Friday, December 1, 2017

Edward modeling to artificial data with random effects

Overview

By Edward, I’ll try to make the model with random effect.
There are some ways to fulfill that. On this article, I’ll follow the style that the Edward tutorial takes.

Data

For the model with random effect, I'll use the artificial data which is used on the article below.

Hierarchical Bayesian model's parameter Interpretation on Stan

Usually, Hierarchical Bayesian model has many parameters. So apparently, the interception to the sampled point's statistical information looks complex. On the article below, I made a Hierarchical Bayesian model to the artificial data. Here, by using almost same but simpler data, I'll make a model and try to interpret.

The following code makes the data.

import numpy as np
np.random.seed(49)

x_1 = list(range(1, 100))
x_2 = list(range(1, 100))
x_3 = list(range(1, 100))

y_1 = [np.random.normal(3.0 * i + 4, 4.0) for i in x_1]
y_2 = [np.random.normal(4.0 * i + 5, 4.0) for i in x_2]
y_3 = [np.random.normal(2.0 * i + 2, 20.0) for i in x_3]

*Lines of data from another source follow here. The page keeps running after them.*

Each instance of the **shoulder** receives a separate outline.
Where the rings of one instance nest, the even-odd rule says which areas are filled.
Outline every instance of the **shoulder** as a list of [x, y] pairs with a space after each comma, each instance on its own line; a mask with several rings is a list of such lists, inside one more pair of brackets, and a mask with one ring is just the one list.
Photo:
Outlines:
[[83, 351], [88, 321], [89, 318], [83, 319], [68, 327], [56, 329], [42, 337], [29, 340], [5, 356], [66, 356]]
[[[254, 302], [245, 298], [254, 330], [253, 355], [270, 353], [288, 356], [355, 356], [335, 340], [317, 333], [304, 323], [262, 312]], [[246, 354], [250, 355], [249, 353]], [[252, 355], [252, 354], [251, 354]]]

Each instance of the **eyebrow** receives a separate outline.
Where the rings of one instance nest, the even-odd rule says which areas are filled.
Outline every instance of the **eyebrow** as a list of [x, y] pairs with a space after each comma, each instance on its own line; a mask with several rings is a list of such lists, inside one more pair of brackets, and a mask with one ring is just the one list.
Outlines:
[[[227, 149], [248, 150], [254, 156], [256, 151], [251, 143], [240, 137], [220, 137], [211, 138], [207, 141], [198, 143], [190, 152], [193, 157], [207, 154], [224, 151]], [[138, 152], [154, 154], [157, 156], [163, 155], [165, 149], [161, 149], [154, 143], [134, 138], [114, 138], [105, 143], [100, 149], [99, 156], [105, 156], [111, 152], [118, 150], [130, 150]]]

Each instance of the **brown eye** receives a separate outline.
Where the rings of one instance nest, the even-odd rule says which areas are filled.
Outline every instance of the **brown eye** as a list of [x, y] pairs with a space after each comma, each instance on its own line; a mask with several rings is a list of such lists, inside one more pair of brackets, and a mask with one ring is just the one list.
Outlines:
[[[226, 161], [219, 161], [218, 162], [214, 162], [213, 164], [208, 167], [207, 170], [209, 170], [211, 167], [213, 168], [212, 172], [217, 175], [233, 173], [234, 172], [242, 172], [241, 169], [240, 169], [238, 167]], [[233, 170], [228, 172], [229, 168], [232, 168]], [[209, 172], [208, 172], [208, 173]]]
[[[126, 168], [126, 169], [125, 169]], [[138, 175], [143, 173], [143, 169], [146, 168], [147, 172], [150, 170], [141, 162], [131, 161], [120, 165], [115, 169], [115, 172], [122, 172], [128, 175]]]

x_1_sign = [1 for i in x_1]
x_2_sign = [2 for i in x_2]
x_3_sign = [3 for i in x_3]

X = x_1 + x_2 + x_3
Y = y_1 + y_2 + y_3
GID = x_1_sign + x_2_sign + x_3_sign

To check data behavior, we can plot it.

import matplotlib.pyplot as plt

plt.plot(x_1, y_1)
plt.plot(x_2, y_2)
plt.plot(x_3, y_3)
plt.show()

enter image description here

As you can see, the data is composed of three types of slopes and intercepts. Those three also have different variance.

Edward modeling


On this case, we already know how the data are generated. So appropriate model is not difficult to construct. But here, just for small trial, I’ll make simple model for easy understanding.
Anyway, at first, import libraries and prepare the data.

import tensorflow as tf
import edward as ed
from edward.models import Normal

# data
X_data = np.array(X).reshape([len(X), 1])
g_n = len(set(GID))
GID_data = np.array([x-1 for x in GID])

The code below is to set placeholders for data and for fixed and random effects. Here, I assume the model like below.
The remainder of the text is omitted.